Overview of things learned -

  • Technical -
  1. Web scraping using BeautifulSoup
  2. Data mining
  3. Data cleaning
  • Tools used -
  1. Asana (for project management)
  2. Jupyter (for python coding)
  • Soft skills -
    Interacted with people coming from diverse backgrounds and level of expertise. Collaborated with teams and learnt new things from their work.

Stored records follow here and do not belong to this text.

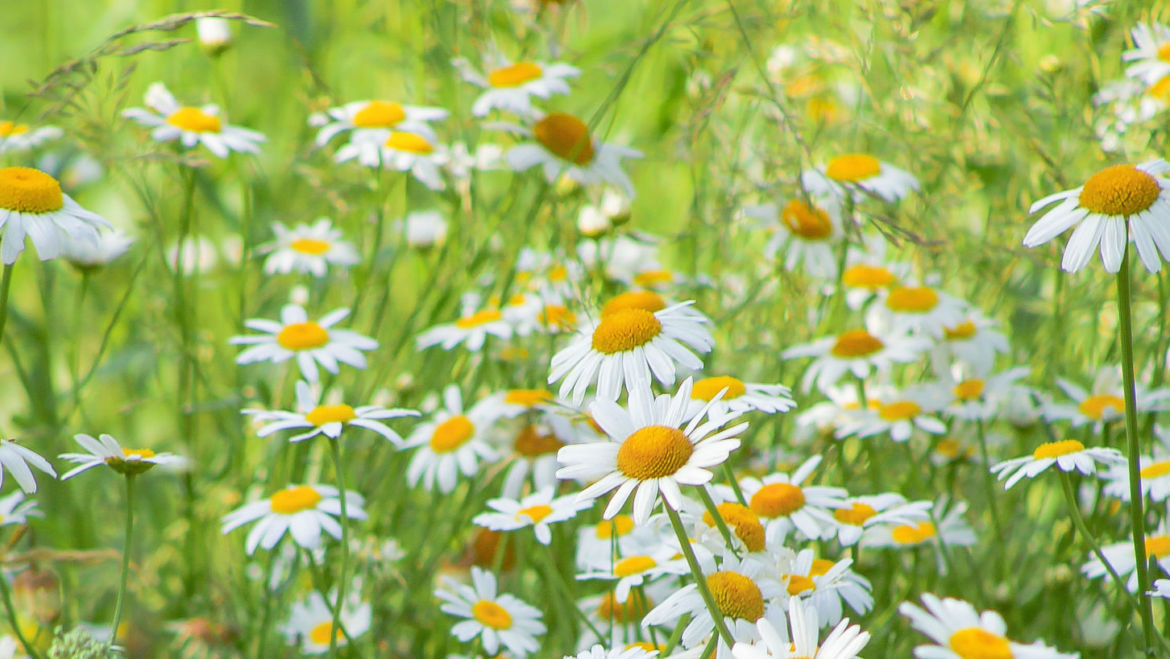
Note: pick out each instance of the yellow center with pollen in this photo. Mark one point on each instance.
(310, 246)
(193, 119)
(777, 500)
(410, 143)
(853, 167)
(737, 596)
(868, 276)
(294, 500)
(323, 414)
(26, 190)
(807, 222)
(625, 330)
(515, 75)
(379, 114)
(302, 336)
(1094, 406)
(654, 452)
(491, 615)
(645, 300)
(566, 137)
(912, 300)
(976, 643)
(709, 388)
(855, 515)
(855, 343)
(1120, 191)
(743, 521)
(452, 433)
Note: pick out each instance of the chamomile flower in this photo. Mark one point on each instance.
(624, 348)
(853, 351)
(104, 450)
(648, 451)
(510, 86)
(192, 125)
(497, 619)
(302, 510)
(33, 205)
(962, 633)
(310, 342)
(329, 419)
(563, 146)
(309, 249)
(452, 443)
(15, 459)
(860, 174)
(1114, 205)
(537, 510)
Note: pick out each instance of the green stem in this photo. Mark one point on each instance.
(1136, 515)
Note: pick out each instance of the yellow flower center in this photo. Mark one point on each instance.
(410, 143)
(975, 643)
(1120, 191)
(853, 167)
(491, 615)
(379, 114)
(745, 523)
(709, 388)
(868, 276)
(900, 411)
(912, 299)
(193, 119)
(737, 596)
(857, 343)
(323, 414)
(452, 433)
(310, 246)
(566, 137)
(26, 190)
(295, 499)
(1094, 406)
(302, 336)
(477, 318)
(777, 500)
(654, 452)
(807, 222)
(857, 515)
(515, 75)
(645, 300)
(625, 330)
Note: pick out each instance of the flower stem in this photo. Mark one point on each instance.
(125, 561)
(1136, 515)
(697, 572)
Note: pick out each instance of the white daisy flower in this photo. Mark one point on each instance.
(308, 249)
(647, 451)
(1114, 205)
(961, 632)
(497, 619)
(302, 510)
(624, 348)
(862, 174)
(510, 86)
(452, 443)
(107, 451)
(33, 205)
(15, 459)
(327, 419)
(564, 146)
(310, 342)
(310, 623)
(537, 510)
(192, 125)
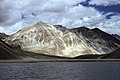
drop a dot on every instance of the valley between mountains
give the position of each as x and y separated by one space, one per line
44 41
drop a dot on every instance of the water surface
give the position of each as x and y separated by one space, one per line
60 71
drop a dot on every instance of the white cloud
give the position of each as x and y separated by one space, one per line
104 2
63 12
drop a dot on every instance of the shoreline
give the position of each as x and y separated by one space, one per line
60 60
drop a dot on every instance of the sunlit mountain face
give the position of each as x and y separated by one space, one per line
56 40
103 14
62 28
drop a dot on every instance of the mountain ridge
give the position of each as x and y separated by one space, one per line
57 40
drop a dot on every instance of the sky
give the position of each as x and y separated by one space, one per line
103 14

  • Achievement highlights -

  1. Got familiar with Asana
  2. Honed web scraping and data preprocessing skills
  3. Connected with the leads and team-mates and made new friends
  • Meetings attended -
  1. Attended a group meeting
  2. Attended all team meetings
  • Tasks done -
  1. Prepared a report along with my group, stating the pros and cons of using Discourse Meta for web scraping.
  2. Scraped the StackOverflow forum for one tag, namely, data science, that had around 5.5k posts.
  3. Presented a data analysis report of the csv obtained from scraping 13 categories of StackOverflow. The report consisted of the anomalies that needed to be addressed as part of the data preprocessing stage.
  4. Cleaned the dataset.
  • Goals for the upcoming week -
    Implementing the BERT model

Overview of things learned during final phase:

  • Technical -
    Implemented the DistilBERT Model.

  • Tools used -

  1. Google Colab
  2. Jupyter
  • Soft Skills -
  1. Collaborated with other team members and prepared the final presentation.
  2. Delivered my part in the same.
  3. Learned about giving a professional edge to the presentation.
  • Achievement highlights -
  1. Implemented recommender system.
  2. Delivered the final presentation.
  • Meetings attended -
    Attended all meetings

  • Tasks done -

  1. Created a machine learning recommendation model using DistilBERT which gave an accuracy of 93%.
  2. Delivered the final presentation. Presented an overview of the DistilBERT model, its working and its results.